I’m Done with New Orleans… Except I love it too much

Oh, this city. This city, this city, this city. 

My family went to a New Year’s Eve party and watched the fireworks in all of their glory over the river. 

My daughter gazed up at the sky and gaped with delight. My husband kissed me. Everyone else around me oohed and ahhed.

“You know what would be prettier than these fireworks?” I asked rhetorically, draining my flute of champagne. “My recycling and trash getting picked up.”

I didn’t add, but could have: “Or not being in a borderline state of panic every time I leave the house after a certain hour. Or not getting a flat tire every other month from potholes. Or having any sort of basic infrastructure.”

I don’t like being this grumpy and negative. Although I’m a cautious person by nature and tend toward pessimism as a rule, I don’t actually hate everything. I would love to be able to squeeze my daughter’s hand and kiss my husband back and share everyone’s sense of wonder. But sadly, sometimes I think this city has broken me. 

“We are moving!” I tell my husband almost weekly after we get a $500 Entergy bill or I scrape up the bottom of my car navigating a street that is perpetually under construction or am late to work because of broken traffic lights. “I can’t do this anymore.”

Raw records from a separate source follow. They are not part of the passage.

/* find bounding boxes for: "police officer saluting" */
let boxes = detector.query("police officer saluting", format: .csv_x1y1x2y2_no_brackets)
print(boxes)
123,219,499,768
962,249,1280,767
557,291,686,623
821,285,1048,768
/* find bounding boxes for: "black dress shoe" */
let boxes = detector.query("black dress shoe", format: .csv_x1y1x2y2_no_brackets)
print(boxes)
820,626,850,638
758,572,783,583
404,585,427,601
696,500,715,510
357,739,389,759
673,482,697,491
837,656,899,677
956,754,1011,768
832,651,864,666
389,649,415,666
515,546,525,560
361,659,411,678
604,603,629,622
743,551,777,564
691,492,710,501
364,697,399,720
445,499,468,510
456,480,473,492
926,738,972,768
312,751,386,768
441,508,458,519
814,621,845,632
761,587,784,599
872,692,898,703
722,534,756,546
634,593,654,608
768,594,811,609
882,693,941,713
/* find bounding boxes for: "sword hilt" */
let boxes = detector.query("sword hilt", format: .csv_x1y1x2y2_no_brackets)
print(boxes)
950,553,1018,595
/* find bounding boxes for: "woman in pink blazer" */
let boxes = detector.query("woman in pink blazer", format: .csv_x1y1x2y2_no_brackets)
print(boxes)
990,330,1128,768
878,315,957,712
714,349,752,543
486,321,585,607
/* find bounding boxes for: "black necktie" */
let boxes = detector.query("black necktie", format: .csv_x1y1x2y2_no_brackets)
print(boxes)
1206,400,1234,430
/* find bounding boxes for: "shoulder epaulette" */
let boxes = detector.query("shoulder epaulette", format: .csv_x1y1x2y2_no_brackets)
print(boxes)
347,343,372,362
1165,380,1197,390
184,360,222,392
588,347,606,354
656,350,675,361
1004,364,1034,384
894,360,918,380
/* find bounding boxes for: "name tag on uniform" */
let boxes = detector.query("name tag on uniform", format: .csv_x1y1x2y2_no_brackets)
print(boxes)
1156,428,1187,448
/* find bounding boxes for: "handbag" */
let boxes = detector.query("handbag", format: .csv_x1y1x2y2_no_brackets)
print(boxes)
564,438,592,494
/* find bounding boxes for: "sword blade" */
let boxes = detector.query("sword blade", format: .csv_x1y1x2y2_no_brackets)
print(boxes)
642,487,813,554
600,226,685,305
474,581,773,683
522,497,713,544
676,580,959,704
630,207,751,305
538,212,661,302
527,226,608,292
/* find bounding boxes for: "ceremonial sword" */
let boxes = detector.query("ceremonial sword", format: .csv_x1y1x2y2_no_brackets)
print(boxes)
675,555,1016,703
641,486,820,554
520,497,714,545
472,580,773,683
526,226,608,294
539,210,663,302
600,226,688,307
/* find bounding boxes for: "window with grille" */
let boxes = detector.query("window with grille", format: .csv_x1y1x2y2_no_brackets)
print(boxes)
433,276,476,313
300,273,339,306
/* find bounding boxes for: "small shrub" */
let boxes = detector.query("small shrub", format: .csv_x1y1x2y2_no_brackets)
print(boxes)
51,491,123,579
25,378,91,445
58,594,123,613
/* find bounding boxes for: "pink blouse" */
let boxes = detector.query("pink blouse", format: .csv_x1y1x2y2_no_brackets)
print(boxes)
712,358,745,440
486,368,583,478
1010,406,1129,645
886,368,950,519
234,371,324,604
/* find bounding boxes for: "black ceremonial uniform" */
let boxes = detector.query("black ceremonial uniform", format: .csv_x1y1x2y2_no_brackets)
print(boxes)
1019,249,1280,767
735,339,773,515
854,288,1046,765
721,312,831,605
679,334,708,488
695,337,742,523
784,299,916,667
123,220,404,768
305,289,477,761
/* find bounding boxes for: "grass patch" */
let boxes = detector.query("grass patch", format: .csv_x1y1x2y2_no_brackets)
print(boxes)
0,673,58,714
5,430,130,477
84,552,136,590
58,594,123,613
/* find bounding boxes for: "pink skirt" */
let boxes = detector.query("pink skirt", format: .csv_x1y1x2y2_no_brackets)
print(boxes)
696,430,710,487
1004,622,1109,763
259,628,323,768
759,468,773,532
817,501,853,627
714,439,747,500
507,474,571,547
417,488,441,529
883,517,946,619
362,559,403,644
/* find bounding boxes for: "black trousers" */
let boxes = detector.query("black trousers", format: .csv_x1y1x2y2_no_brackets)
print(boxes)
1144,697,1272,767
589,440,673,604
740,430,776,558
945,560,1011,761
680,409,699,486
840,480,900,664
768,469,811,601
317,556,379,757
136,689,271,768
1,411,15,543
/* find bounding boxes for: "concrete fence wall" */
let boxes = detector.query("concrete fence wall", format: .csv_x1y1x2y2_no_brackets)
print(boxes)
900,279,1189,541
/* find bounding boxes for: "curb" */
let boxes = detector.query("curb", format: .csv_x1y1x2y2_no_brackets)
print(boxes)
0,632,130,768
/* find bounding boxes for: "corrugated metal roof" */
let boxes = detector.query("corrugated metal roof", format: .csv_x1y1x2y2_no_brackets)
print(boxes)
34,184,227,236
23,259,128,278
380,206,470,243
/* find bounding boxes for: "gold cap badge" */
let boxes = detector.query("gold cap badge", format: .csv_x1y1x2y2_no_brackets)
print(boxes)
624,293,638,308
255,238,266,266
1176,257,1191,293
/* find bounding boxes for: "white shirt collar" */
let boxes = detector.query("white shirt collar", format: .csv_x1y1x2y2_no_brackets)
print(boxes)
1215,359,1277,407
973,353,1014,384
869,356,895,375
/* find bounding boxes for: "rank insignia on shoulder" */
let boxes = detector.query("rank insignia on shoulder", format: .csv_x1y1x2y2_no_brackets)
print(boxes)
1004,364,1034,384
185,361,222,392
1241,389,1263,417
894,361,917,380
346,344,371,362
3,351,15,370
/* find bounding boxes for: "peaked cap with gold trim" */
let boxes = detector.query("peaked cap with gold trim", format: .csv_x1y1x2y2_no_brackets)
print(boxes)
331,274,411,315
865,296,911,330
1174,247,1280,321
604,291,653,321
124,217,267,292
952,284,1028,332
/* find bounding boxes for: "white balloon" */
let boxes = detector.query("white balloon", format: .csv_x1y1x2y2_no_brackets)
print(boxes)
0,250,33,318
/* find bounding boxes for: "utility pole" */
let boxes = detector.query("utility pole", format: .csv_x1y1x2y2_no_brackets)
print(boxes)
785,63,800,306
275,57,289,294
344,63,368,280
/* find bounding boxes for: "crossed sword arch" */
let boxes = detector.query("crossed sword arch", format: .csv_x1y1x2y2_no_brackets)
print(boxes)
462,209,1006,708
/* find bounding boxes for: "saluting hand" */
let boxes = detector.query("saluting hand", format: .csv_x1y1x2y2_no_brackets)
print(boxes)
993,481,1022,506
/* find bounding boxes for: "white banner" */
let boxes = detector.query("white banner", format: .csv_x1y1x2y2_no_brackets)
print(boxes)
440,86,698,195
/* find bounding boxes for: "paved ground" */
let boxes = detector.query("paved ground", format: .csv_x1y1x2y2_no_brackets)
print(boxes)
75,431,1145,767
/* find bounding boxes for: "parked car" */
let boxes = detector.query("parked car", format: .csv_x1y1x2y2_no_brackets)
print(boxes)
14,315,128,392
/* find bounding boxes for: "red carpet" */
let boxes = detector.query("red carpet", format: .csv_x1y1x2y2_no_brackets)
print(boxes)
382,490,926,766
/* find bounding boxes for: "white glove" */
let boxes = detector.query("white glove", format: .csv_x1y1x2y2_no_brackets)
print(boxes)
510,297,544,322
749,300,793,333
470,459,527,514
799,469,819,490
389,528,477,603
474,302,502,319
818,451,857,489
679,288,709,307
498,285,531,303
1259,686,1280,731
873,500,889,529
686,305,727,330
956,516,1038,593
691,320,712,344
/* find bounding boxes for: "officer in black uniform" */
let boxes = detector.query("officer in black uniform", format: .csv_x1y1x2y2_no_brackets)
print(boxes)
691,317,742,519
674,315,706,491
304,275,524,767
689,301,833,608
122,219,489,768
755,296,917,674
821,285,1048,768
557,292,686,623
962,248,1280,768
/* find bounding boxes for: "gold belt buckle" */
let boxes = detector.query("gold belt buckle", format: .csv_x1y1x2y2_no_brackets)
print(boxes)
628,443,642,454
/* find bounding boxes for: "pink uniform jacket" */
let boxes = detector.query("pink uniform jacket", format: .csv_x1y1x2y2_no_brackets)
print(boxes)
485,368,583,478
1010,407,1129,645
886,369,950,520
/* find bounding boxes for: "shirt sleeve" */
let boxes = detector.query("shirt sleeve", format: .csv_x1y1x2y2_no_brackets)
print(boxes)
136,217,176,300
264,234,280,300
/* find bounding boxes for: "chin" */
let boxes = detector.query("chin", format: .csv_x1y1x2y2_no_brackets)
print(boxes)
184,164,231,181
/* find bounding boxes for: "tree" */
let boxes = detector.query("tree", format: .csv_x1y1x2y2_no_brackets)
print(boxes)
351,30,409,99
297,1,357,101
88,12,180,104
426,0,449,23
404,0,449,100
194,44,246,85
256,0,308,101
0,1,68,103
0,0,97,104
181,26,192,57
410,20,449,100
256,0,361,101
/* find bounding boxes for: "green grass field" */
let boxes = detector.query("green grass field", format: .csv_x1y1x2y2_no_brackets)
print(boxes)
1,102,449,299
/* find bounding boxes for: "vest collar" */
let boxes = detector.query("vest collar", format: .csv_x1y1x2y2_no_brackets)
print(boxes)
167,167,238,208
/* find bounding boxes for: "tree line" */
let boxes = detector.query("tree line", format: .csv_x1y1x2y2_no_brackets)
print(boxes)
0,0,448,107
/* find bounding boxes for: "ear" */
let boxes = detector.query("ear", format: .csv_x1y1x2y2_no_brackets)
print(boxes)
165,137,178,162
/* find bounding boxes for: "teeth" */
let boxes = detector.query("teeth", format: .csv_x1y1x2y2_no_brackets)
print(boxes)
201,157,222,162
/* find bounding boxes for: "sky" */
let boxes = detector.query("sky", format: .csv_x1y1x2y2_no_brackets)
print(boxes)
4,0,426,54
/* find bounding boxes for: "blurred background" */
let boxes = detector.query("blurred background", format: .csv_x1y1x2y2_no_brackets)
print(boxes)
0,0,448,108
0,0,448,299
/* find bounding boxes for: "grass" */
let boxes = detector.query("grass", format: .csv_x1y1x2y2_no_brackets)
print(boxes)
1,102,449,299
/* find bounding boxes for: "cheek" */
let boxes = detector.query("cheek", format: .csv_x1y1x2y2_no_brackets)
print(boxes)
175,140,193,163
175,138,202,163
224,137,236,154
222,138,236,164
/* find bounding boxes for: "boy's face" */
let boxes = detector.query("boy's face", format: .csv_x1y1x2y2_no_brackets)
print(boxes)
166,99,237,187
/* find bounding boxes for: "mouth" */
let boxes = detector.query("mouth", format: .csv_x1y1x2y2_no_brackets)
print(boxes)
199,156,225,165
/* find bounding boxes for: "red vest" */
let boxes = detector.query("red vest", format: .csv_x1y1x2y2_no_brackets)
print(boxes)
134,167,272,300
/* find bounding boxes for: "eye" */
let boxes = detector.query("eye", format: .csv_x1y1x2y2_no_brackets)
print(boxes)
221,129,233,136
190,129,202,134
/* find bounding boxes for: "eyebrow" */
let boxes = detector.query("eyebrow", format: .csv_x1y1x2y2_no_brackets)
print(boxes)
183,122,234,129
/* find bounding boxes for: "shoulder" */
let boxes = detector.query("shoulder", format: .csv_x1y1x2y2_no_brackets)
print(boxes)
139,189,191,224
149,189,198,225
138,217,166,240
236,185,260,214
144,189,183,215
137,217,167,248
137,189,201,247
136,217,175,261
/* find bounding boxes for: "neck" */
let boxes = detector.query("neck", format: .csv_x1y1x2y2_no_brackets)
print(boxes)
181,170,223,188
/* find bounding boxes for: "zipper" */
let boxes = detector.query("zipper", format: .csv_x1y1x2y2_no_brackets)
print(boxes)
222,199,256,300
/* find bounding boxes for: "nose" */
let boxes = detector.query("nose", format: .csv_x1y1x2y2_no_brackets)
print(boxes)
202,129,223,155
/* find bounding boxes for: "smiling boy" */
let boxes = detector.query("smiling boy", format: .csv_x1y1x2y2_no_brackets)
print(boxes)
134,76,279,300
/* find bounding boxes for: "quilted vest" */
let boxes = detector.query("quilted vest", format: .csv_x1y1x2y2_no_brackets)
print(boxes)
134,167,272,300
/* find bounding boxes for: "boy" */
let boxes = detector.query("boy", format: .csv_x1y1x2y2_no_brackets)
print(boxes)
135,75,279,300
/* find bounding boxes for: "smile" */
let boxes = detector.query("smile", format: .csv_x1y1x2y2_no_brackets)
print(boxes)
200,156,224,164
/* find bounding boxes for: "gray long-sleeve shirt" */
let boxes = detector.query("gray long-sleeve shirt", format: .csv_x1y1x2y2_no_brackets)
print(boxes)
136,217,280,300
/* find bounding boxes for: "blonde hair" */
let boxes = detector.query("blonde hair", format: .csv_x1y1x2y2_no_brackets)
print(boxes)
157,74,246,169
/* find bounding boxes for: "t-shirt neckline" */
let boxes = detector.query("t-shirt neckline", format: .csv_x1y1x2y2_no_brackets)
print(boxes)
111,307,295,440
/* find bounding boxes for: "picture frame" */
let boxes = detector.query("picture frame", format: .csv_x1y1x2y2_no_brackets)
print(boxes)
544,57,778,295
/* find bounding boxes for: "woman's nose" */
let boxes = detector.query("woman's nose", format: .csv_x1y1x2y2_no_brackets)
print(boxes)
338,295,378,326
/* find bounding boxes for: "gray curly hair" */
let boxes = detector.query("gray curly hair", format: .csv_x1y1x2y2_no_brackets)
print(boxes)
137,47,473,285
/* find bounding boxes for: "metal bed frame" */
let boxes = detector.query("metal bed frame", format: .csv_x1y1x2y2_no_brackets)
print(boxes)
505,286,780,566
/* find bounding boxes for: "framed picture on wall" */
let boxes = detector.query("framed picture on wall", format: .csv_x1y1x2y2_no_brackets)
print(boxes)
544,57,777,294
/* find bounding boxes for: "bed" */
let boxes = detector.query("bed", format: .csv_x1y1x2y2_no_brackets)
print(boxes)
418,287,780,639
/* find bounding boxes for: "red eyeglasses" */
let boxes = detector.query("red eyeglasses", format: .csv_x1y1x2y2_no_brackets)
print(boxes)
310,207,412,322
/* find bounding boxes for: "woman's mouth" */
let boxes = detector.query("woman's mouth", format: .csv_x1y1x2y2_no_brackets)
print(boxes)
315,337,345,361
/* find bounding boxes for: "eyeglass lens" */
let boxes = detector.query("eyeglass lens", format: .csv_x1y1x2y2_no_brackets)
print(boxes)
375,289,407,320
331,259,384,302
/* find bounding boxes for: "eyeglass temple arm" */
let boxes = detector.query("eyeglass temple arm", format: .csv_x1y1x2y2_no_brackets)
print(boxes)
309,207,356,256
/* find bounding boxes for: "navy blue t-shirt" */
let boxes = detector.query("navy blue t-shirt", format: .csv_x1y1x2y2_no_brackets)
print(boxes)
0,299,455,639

This encompasses any number of dysfunctional quirks that New Orleans has that I found charming in my teens and 20s and early 30s. But now I’m in my 40s, aka my Curmudgeon Phase, where I want to tell kids to get off my lawn but even more than that, I want all of the trash and recycling that has accumulated over the past few weeks off of my lawn.

Ugh. 

But then. 

On Friday, while I was stuck at work, a friend I’ve known since third grade dropped a piece of delicious chocolate-swirled king cake off at work for me after I lamented that it was Epiphany and yet there was no king cake in my office break room. 

“Thank you!” I texted him.

“It’s a high holy day for all true New Orleanians,” he replied. “I can’t have you in a king cake desert.”

Then that night, another dear friend of more than 15 years took Georgia to the Krewe of Joan of Arc parade so that my husband and I could celebrate our anniversary.

On our way home, after a wonderful meal, we caught beads from Phunny Phorty Phellows while stopped at a (functioning!) traffic light.

I went to bed that night happy – maybe not happy with the city, but happy with its inhabitants, its traditions, its food. 

I guess I’m not moving after all. 

Oh, this city. This city, this city, this city.